To start with, it’s no drop in the ocean. There is a “significant” amount of oil onboard workboats explained Dr Bernie Roell of RSC Bio Solutions: smaller hydraulic cargo cranes may require a few hundred litres of oil in the reservoir while an offshore crane like Hydramarine’s 100t knuckleboom can have 6,000 litres of hydraulic oil in the system. While most of it is retained, even a leak of one drop every two seconds could add up to 50 litres a month.
Added to this there’s the lubrication for the winches and so on: further, working vessels such as dredgers with mechanical buckets, grinders and conveyors and construction ships with pile drivers, drills and so on contribute their share of grease.
“It all gets washed overboard in rough seas or during deck cleaning,” explained Dr Roell, and said that at a guess, the accumulated yearly run off “probably comes to tens of thousands, if not hundreds of thousands” of litres.
The answer is an Environmentally Acceptable Lubricant (EAL). The US Environmental Protection Agency is setting the bar high: it’s VGP small craft rules will soon mandate the use of lubricants with a 60% biodegradation rate (into carbon dioxide and water within 28 days), a ‘minimally toxic’ impact and finally, only allow those that are non-bioaccumulative – that is, they won’t enter the food chain. Additionally, the US Clean Water Act disallows discharges which leave a visible ‘sheen’ on the water’s surface.
However, not all EALs are the same and a number have a couple of hitches. “There are other formulas, for example based on vegetable oils - but we don’t recommend them for marine use,” he said. “Vegetable, ester based chemistries have a weak link around the carbon-oxygen bond. Water... or heat... can break it down.”
“Likewise, water based polyalkylene glycols (PAGs) are least compatible with other formulas, including both esters and petroleum based products,” he explained. Any changeover means cleaning up the system entirely. “Oil and water don’t mix after all,” he pointed out.
By contrast, RSC Bio Solutions has pursued the Hydraulic Environmental Polyalphaolefins and Related Hydrocarbons family – HEPR for short. So, while Envirologic and Futerra series are not petroleum derived, they still share some important characteristics without being one of the bad guys.
As a result, hydraulic fluids “can operate in higher temperatures, up to 121°C” while it will also work in environments as low as -40°C. They also need to cope with high pressure workboat systems: as these can run at 3,500 psi the fluid has been developed to handle over 5,000 psi.

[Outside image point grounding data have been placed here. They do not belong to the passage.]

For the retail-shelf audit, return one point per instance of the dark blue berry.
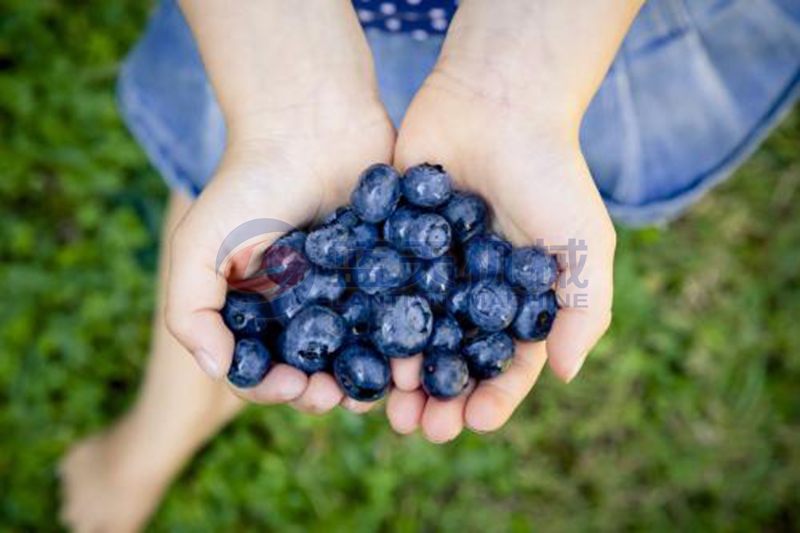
(402, 325)
(447, 335)
(458, 302)
(328, 285)
(436, 277)
(251, 362)
(444, 374)
(381, 269)
(356, 311)
(362, 372)
(428, 236)
(285, 259)
(467, 215)
(322, 285)
(398, 226)
(331, 246)
(485, 257)
(344, 215)
(531, 269)
(488, 355)
(492, 305)
(312, 338)
(366, 235)
(247, 314)
(427, 185)
(377, 193)
(535, 316)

Some operators have bitten the bullet early – and found that rather than creating an issue, it actually had a positive impact. For example, Seaspan Marine switched over to EnviroLogic HF HP over two years ago, and found the change actually raised efficiency.

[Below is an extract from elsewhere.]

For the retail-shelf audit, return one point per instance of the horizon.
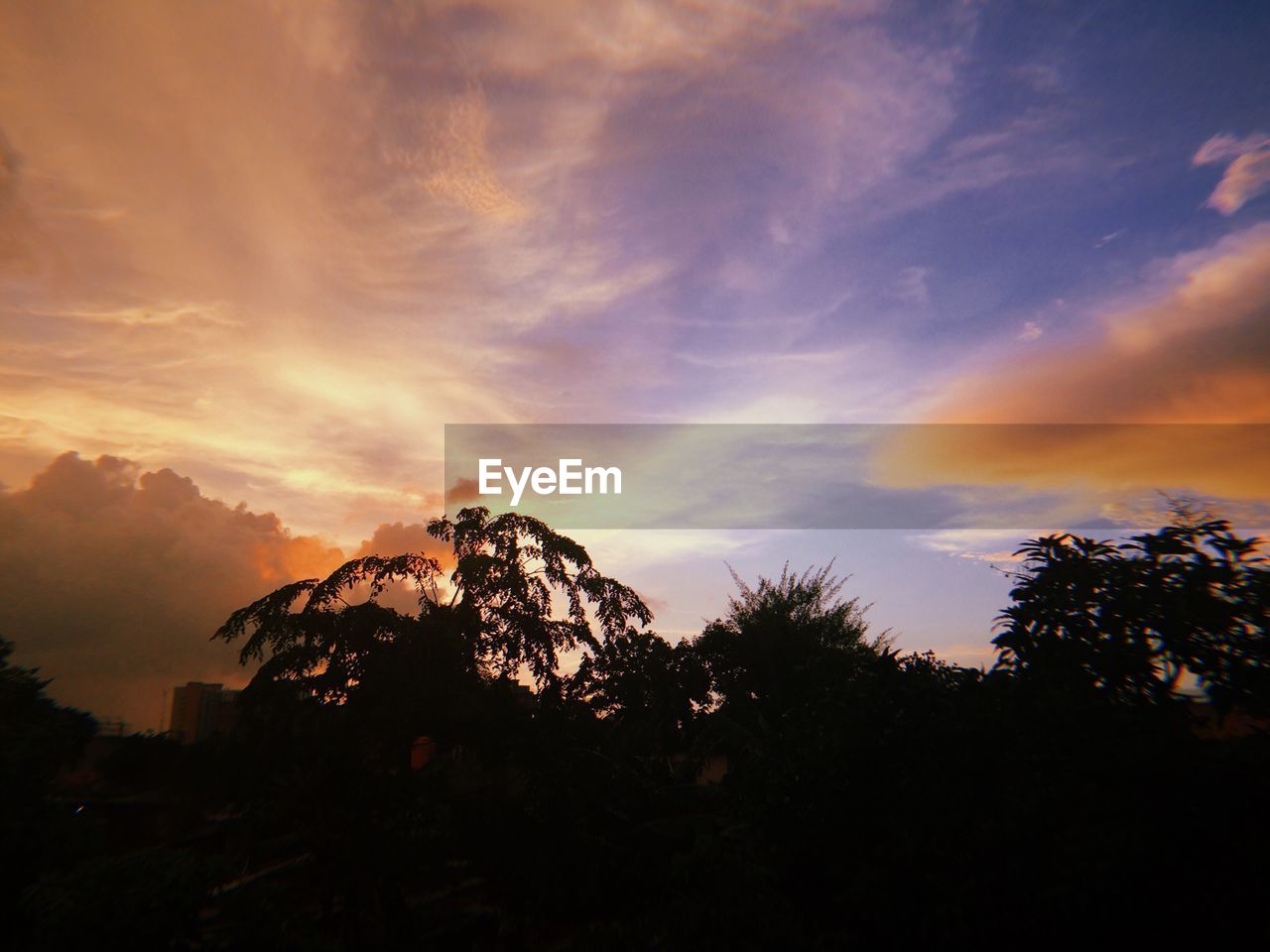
(255, 259)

Dr Roell explained the effect: “It’s because the formula is derived from lower viscosity base oils: the lower the viscosity, the better it dissipates heat,” he explained. “There’s also less friction, providing longer equipment life and less maintenance.” He added that even when compared to conventional, petroleum-based hydraulic oils, this offers generally better wear protection and longer changeover intervals.
Usefully, the same products can be used across a number of different applications explained Dr Roell. However, for the heavy duty deck gear RSC Bio Solutions answer brings together a number of appropriate characteristics: it’s water resistant, having a good spray-off performance so it won’t just wash away, it has a good shear stability and can be used to protect ferrous and yellow metals. Despite all this, it’s still biodegradable.